Trade offs/Tech choices


  1. The choice of database (relational in our case) is important since a relational database can maintain a high degree of consistency, whereas non-relational databases would have struggled with that. A relational database is also able to better handle race conditions better, which is crucial in our design. Two users should not be able to book the same spot in any condition.
  2. A non-relational database would offer a higher degree of horizontal scalability, improving performance.
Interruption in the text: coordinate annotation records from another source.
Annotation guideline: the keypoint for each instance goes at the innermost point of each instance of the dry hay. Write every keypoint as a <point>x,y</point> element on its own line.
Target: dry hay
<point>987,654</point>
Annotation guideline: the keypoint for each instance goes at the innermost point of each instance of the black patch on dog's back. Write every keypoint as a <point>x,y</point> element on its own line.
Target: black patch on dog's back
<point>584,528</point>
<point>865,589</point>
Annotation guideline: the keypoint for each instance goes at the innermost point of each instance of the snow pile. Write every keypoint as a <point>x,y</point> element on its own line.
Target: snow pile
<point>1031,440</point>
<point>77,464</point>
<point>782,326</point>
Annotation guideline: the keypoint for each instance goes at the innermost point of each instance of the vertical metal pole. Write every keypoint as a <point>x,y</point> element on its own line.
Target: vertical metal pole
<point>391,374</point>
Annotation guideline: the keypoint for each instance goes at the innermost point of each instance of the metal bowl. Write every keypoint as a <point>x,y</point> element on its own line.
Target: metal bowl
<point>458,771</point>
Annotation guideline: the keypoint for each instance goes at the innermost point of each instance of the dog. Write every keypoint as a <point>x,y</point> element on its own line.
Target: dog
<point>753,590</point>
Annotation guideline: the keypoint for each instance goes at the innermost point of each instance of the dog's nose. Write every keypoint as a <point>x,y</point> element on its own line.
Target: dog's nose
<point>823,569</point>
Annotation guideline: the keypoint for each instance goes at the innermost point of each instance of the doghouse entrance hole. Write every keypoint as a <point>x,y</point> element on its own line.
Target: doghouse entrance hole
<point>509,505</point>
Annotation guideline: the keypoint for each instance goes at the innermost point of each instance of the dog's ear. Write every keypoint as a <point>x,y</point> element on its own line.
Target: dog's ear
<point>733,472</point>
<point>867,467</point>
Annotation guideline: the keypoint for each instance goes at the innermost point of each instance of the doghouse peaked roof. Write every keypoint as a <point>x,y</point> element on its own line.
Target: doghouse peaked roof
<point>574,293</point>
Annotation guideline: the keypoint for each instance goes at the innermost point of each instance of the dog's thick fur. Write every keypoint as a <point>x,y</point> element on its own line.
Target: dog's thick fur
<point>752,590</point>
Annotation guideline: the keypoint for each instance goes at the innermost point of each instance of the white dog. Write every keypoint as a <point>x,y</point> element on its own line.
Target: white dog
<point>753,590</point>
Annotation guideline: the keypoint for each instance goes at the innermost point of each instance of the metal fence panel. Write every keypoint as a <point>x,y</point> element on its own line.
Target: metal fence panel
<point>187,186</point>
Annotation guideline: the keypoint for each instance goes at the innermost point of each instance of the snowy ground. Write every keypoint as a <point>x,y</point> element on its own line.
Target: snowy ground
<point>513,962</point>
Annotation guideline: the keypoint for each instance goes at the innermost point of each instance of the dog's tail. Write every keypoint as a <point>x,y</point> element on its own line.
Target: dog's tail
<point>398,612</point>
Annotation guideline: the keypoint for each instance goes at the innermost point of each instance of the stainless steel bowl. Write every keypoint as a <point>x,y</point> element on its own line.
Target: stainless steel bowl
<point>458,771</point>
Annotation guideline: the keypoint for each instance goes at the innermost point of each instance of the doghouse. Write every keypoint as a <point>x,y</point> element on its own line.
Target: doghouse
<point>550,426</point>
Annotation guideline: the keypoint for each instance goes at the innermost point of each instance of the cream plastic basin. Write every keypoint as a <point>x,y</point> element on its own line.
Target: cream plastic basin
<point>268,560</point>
Failure scenarios/bottlenecks


A problem could in cases where a large number of people try to make a reservation in case of an event, like a concert for a popular music band or artist, classic thundering herd problem. This could overwhelm the system. Although, it should be pointed that our transaction system would only receive requests proportional to the number of parking slots we have, which is not much.


To combat this, we horizontally scale all components, rate limit requests to maintain smooth operations. We also replicate aggressively to handle data loss in case of a disaster. Also, a monitor system could be put in to check the health of all our services.



Future improvements


  1. Adding more types of vehicles and parking spot types.
  2. Have the load balance redirect a request to the geographically most optimal server.
  3. We could provide the functionality to let the user cancel a reservation up until a day before, processing a full refund in case a payment is made.
  4. Implement dynamic rates for the parking spots based on current demands.